In case you haven’t heard, those with liberal political views have a new hero: Rolling Stone reporter Matt Taibbi. Taibbi has put together a book called “Griftopia,” which refers to the elite people and corporations that control the world’s economy. In it, he analyzes the U.S. financial system and the recession we finally seem to be crawling out of. No matter what your political affiliation, even if you’re a little to the right of the Tea Party, you’ll probably find this well-researched, best-seller quite fascinating.
At the outset, Taibbi points out that the world’s economy is immensely complex. The overwhelming majority of Americans have neither the time, patience, nor mathematical ability to comprehend it, so “we are completely at the mercy of a small group of people who do understand,” he writes. The nation’s life-altering, high-financial decisions that will have a direct and profound effect on everyone around the dinner table are made mostly in private, proverbial “smoke-filled” back rooms, by groups of lawyers, lobbyists, investment bankers, Wall Street execs and government officials.
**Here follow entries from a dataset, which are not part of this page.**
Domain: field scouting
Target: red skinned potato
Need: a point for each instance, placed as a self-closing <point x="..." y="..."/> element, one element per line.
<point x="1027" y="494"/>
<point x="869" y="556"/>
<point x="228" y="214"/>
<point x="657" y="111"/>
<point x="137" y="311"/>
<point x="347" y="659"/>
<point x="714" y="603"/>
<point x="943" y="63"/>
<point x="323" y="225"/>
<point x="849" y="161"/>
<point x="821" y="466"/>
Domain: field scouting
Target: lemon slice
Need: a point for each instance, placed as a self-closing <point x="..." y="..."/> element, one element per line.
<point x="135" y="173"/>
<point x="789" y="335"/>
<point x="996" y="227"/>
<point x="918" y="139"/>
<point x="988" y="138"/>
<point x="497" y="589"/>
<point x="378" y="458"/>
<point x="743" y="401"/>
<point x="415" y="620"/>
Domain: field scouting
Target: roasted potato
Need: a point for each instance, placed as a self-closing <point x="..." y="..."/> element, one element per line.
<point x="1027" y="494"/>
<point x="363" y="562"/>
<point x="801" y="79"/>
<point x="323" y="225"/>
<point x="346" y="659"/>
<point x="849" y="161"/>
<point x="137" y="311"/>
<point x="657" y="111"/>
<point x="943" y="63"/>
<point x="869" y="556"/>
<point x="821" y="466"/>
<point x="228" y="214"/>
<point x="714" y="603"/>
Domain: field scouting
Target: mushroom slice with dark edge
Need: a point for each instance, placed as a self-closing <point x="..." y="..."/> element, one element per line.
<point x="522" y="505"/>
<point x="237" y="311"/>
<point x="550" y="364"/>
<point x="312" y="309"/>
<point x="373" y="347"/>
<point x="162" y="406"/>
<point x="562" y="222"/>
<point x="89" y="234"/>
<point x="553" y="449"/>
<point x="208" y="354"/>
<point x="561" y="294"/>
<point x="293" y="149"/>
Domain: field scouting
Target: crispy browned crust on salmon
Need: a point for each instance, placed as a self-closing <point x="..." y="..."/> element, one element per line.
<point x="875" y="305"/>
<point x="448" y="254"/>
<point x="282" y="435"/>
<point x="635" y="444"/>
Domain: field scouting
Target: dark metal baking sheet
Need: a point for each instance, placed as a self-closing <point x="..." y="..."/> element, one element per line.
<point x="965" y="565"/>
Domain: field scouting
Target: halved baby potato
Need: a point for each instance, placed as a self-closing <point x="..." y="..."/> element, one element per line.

We simply trust these people to do the right thing.
Well, our trust was apparently sadly misplaced. Even in your wildest, most diabolical imagination, you couldn’t have believed what these people did. For example, it was reported Washington Mutual sold a $615,000 house to a $9-an-hour Mexican immigrant who could hardly speak English. His monthly payments took 97 percent of his take-home income.
What kind of screwy, damned nonsense is this?
As you may know, such cases weren’t at all unusual a few years ago. There were hundreds of thousands of them.
Then, through a complicated system of mathematical calculations, such worthless mortgages were given AAA financial ratings. Banks all across America started to jettison T-bills and municipal bonds and exchange them for AAA-rated, good-for-nothing paper because that’s where the money seemed to be.
Many major banks thought they had bought insurance protection for risky mortgages from various insurance companies in the American Insurance Group, but came to find out these insurance companies didn’t have any money to cover the bets. The companies either thought the risky loans would not default or else never planned to pay out if they did.
Yet, despite such rip-offs and criminal excesses, many Wall Street firms and investment banks, like Goldman Sachs and AIG, were simply too big to fail. If they had gone bankrupt, the whole American economy would have buckled and collapsed, so the U.S. government was forced to bail them out.
According to Taibbi, major brokerages and investment banks are simply casinos. No more and no less. And like common casinos, the owners always win, whether the investors succeed or fail.
Still, to this day, Wall Street and the banks don’t generally feel they’ve done anything wrong and have refused to apologize. They remain completely devoted to the high-finance axiom: if Wall Street makes money, it’s good for everyone. It’s the old idea of trickle-down economics.
Taibbi is surely a bit biased. He more or less ignores any evidence that is contrary to his central theme of high-finance corruption and illegal chicanery. For example, some of the junk mortgages may not have been entirely a result of corporate greed. The Bush administration had put considerable pressure on major banks to open and relax credit rules so home ownership would be possible for a whole class of people who previously couldn’t afford homes.
But, even allowing for Taibbi’s prejudices, there’s no denying facts, interviews and sworn testimony. And believe me, friends and neighbors, there’s something rotten in the money-changing towers of Lower Manhattan.